Anisimov Vladimir V
Research Statistics Unit, GlaxoSmithKline, Harlow, Essex, UK.
Pharm Stat. 2011 Jan-Feb;10(1):50-9. doi: 10.1002/pst.412.
This paper deals with the analysis of randomization effects in multi-centre clinical trials. The two randomization schemes most often used in clinical trials are considered: unstratified and centre-stratified block-permuted randomization. The prediction of the number of patients randomized to different treatment arms in different regions during the recruitment period accounting for the stochastic nature of the recruitment and effects of multiple centres is investigated.
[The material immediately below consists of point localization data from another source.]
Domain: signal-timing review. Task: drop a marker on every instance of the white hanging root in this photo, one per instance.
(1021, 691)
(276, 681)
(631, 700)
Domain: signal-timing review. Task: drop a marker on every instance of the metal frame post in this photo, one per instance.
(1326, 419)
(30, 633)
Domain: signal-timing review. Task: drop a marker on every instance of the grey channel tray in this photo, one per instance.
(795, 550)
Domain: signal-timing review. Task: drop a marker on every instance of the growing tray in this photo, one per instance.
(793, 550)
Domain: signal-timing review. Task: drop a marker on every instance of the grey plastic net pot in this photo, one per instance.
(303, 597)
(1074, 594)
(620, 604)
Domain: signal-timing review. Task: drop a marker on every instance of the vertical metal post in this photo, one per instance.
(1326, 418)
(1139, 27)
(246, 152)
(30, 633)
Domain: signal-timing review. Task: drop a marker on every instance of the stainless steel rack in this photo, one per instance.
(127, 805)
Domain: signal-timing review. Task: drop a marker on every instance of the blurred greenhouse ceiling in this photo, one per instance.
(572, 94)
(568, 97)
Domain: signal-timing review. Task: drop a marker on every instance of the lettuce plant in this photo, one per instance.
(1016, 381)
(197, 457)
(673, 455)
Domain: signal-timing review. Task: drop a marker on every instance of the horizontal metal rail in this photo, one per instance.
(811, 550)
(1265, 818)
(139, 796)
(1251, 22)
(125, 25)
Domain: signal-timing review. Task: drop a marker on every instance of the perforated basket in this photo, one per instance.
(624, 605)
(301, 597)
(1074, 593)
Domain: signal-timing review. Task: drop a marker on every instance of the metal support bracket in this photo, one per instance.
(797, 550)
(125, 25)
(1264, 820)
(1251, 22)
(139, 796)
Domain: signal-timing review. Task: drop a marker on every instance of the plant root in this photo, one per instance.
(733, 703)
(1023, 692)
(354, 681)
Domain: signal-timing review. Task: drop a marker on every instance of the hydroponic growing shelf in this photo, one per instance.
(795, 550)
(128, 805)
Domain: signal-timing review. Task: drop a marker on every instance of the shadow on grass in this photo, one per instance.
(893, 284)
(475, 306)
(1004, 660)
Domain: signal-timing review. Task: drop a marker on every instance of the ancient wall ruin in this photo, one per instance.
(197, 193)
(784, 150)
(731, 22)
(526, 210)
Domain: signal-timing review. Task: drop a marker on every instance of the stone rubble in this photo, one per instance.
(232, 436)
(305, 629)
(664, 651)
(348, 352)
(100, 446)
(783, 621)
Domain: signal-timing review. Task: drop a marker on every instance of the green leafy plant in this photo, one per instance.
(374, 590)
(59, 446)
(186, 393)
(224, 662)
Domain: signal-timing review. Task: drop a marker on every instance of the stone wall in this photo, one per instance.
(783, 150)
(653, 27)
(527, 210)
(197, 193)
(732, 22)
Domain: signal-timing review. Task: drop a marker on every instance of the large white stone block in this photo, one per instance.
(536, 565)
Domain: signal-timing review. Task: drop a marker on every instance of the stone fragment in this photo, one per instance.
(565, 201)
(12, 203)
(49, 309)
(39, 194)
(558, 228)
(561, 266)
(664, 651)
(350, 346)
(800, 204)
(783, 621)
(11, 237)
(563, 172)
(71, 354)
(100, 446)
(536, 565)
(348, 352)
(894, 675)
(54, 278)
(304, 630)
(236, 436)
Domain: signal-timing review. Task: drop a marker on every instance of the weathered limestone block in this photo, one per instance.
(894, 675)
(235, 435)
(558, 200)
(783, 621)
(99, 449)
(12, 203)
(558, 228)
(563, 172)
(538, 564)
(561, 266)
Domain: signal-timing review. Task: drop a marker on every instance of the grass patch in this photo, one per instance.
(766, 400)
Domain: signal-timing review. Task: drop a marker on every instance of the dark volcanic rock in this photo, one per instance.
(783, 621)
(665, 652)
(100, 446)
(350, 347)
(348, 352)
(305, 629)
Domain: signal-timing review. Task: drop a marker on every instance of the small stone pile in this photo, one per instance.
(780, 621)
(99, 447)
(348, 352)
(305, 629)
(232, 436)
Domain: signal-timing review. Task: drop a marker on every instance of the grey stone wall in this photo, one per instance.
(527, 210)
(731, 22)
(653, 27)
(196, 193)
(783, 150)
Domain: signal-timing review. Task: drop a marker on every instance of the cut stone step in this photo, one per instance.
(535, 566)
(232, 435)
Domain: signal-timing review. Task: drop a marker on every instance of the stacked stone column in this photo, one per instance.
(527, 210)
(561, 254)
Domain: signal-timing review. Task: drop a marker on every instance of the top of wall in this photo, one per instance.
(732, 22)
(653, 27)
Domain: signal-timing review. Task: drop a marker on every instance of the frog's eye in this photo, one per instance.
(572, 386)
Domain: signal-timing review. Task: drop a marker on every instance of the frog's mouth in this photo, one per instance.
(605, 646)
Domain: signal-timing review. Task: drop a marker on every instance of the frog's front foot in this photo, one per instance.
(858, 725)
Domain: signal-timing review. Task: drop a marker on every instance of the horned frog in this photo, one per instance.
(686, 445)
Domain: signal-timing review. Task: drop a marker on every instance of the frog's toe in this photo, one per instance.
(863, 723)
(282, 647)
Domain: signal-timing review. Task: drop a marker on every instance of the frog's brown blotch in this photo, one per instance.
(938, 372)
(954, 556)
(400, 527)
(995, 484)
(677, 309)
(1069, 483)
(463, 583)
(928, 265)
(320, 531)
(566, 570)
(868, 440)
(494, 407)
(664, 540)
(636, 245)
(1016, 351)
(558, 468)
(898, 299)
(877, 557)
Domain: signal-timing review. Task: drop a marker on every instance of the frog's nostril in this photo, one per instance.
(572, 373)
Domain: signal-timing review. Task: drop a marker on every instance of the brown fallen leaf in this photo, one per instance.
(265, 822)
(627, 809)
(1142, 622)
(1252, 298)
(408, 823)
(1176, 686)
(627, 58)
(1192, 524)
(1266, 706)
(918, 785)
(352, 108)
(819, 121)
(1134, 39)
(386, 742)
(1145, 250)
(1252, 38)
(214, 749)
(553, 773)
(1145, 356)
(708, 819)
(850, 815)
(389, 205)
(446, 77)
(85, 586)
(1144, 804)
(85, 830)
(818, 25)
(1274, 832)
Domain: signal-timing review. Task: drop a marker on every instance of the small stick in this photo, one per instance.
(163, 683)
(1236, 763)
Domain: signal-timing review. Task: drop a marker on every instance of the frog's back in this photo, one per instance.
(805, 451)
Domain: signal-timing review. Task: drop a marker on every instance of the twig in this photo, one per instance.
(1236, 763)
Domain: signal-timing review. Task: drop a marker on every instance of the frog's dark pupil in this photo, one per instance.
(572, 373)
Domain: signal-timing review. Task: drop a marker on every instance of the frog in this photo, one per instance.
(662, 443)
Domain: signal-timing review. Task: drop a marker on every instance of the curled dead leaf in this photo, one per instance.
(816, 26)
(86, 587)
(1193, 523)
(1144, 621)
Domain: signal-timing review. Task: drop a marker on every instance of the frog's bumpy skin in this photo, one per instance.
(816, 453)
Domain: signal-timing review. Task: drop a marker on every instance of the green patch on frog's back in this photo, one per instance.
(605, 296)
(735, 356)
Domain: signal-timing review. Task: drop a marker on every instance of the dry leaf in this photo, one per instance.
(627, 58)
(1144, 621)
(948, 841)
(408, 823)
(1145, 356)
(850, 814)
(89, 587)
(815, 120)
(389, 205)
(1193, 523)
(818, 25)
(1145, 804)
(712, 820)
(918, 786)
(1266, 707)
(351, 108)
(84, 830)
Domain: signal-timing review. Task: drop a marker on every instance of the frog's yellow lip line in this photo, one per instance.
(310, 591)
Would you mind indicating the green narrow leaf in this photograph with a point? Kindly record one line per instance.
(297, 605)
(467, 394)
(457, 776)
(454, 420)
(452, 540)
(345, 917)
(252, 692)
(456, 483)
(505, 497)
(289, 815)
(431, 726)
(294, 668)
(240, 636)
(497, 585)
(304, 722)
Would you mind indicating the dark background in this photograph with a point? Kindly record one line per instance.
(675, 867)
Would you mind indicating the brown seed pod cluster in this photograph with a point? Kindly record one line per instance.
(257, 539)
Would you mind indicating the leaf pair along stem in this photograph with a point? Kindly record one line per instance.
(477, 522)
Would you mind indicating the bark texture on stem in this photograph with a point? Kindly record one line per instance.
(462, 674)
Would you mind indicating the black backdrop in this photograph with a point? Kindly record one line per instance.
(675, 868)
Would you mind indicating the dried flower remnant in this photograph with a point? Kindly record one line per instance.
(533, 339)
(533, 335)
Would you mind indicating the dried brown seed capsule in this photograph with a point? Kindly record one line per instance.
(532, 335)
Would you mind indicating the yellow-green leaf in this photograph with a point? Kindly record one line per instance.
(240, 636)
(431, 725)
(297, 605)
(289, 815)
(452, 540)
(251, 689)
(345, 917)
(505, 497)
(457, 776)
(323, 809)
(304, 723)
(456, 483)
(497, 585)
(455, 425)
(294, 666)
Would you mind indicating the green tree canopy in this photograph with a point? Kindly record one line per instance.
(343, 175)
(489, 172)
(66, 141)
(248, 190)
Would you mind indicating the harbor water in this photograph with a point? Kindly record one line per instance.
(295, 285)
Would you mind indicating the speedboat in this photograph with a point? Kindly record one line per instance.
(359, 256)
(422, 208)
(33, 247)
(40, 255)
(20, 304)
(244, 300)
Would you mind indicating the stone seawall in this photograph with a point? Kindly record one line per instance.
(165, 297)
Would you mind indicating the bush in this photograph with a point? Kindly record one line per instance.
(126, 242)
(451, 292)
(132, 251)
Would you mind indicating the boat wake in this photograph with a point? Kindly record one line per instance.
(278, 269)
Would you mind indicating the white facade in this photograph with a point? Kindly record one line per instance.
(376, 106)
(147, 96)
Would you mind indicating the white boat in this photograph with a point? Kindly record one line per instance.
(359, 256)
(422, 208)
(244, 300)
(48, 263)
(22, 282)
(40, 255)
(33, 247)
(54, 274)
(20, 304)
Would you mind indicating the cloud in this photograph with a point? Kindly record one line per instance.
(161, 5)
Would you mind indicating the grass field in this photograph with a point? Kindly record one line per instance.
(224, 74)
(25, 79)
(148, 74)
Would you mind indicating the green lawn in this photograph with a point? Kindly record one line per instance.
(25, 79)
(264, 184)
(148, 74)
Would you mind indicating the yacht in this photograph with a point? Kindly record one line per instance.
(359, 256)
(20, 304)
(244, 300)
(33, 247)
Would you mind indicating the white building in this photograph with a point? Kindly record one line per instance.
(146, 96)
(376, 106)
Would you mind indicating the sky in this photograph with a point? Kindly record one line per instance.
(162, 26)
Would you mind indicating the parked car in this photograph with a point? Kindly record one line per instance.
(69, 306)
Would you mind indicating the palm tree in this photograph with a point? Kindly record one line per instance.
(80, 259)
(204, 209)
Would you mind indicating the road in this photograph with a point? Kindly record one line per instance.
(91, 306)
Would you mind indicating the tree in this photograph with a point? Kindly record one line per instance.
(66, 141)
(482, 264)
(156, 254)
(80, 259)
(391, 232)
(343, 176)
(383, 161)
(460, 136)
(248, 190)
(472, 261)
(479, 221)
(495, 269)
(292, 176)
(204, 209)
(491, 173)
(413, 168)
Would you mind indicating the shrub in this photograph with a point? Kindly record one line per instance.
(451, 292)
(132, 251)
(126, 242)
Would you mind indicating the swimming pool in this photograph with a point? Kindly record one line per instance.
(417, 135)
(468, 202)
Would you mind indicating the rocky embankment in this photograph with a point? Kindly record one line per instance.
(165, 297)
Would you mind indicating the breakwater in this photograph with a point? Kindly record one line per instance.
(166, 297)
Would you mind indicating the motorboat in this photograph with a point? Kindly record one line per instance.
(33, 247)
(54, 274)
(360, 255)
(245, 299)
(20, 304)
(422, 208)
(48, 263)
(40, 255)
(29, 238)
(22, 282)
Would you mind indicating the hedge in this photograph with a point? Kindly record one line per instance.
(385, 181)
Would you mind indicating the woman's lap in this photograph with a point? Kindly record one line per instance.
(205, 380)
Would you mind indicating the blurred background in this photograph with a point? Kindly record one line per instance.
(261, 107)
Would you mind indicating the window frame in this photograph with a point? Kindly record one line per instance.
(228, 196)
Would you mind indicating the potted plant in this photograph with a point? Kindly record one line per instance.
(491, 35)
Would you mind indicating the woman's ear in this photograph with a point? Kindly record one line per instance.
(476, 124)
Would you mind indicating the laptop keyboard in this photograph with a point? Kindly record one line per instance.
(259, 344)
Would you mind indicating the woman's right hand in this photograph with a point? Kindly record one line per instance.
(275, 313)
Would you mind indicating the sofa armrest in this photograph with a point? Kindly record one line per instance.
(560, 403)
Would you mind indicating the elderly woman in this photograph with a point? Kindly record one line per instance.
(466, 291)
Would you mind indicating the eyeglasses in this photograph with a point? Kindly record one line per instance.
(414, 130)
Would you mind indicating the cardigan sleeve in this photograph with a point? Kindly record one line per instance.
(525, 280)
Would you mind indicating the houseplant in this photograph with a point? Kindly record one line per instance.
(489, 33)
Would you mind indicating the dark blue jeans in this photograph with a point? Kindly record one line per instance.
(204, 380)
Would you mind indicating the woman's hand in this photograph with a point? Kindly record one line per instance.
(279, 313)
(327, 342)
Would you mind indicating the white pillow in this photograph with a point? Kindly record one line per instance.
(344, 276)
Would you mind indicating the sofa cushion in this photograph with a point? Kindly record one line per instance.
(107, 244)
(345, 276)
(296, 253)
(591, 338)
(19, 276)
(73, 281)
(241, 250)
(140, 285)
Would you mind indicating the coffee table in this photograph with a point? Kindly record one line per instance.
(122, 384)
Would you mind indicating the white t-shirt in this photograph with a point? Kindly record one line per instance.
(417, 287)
A new analytic approach using a Poisson-gamma patient recruitment model (patients arrive at different centres according to Poisson processes with rates sampled from a gamma distributed population) and its further extensions is proposed. Closed-form expressions for corresponding distributions of the predicted number of the patients randomized in different regions are derived. In the case of two treatments, the properties of the total imbalance in the number of patients on treatment arms caused by using centre-stratified randomization are investigated and for a large number of centres a normal approximation of imbalance is proved. The impact of imbalance on the power of the study is considered. It is shown that the loss of statistical power is practically negligible and can be compensated by a minor increase in sample size. The influence of patient dropout is also investigated. The impact of randomization on predicted drug supply overage is discussed.
本文探讨多中心临床试验中随机化效应的分析。文中考虑了临床试验中最常用的两种随机化方案:非分层和中心分层的区组置换随机化。研究了在招募期内,考虑到招募的随机性和多个中心的影响,不同地区随机分配到不同治疗组的患者数量的预测。提出了一种使用泊松 - 伽马患者招募模型(患者根据泊松过程到达不同中心,其速率从伽马分布总体中抽样)及其进一步扩展的新分析方法。推导了不同地区随机化患者预测数量的相应分布的闭式表达式。在两种治疗的情况下,研究了使用中心分层随机化导致的治疗组患者数量总不平衡的性质,并证明了对于大量中心,不平衡的正态近似。考虑了不平衡对研究效能的影响。结果表明,统计效能的损失实际上可以忽略不计,并且可以通过样本量的小幅增加来弥补。还研究了患者退出的影响。讨论了随机化对预测药物供应过剩的影响。